“Hoboken Could Be a Model for Dealing With Urban Flooding
SARAH GOODYEAR FEB 13, 2013
Hoboken is a charming, compact little city on the banks of the Hudson River, with a walkable downtown and excellent public transit connections to New York City, as well as other communities in New Jersey. Its streets are lined with trees and brownstones, and it has transformed over the last 20 years from a fading industrial backwater to a flourishing residential community, gaining nearly 30 percent in population between 2000 and 2010.

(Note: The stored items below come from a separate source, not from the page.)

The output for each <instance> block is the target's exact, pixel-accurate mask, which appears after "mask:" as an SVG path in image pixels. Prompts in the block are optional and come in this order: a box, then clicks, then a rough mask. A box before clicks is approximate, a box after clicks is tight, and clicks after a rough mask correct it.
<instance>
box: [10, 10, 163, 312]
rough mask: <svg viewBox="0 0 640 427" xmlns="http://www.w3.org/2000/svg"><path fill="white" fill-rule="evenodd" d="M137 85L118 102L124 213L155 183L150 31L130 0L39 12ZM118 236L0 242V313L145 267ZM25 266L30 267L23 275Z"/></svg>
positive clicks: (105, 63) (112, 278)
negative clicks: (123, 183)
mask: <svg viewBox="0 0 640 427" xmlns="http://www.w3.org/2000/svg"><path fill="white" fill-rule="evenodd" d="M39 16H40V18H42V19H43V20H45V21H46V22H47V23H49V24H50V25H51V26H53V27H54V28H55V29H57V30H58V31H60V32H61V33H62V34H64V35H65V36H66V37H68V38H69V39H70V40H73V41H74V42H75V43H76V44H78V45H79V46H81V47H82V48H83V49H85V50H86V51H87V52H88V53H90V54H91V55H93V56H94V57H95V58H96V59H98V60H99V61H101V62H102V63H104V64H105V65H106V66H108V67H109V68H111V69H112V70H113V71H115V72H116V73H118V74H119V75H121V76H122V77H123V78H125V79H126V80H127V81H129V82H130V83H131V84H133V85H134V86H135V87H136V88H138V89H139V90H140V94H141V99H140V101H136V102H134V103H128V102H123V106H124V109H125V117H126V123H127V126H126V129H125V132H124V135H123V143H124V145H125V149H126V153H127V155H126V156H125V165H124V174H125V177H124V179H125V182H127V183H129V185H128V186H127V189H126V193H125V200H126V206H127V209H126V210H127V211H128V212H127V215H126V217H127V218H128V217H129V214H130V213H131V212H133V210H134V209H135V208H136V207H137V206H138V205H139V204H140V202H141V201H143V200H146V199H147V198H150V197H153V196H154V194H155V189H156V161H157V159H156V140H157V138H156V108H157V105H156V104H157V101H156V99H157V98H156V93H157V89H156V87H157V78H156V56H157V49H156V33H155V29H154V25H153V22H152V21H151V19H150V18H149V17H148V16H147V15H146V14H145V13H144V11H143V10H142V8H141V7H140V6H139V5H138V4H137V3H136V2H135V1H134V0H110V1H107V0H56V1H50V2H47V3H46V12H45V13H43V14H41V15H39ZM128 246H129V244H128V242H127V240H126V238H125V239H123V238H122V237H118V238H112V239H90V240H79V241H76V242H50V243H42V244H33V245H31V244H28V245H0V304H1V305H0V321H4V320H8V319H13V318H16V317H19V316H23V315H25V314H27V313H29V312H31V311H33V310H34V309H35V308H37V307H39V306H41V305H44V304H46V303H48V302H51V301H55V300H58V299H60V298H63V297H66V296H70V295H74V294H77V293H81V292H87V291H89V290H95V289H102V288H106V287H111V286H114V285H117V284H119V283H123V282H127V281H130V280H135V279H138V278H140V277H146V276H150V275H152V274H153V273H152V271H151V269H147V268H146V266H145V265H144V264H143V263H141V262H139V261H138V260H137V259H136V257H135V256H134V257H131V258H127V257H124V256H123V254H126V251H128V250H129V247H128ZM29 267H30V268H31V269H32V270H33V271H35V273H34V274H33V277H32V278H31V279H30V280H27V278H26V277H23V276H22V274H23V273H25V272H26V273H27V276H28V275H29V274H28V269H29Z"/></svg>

Gentrification and the rising cost of living were, in fact, one of the more troublesome issues facing this city of 50,000 — until Superstorm Sandy hit. Then the rising waters suddenly became everyone’s primary concern. Flooding filled the city “like a bathtub,” mayor Dawn Zimmer said in the midst of the crisis. Tens of thousands were left stranded without power in the storm’s aftermath, and the streets were filled with contaminated water. It took weeks, in some cases even months, for transit connections to be restored.
Hoboken’s geographic position made it unusually vulnerable to Sandy’s effects. The land occupied by the city was once an island in the tidal waters where the Hudson opens up to what is now New York Harbor. Much of its two-square-mile area lies at or below sea level. Water came at the city from several directions, and there was nowhere for it to go once it had poured in.”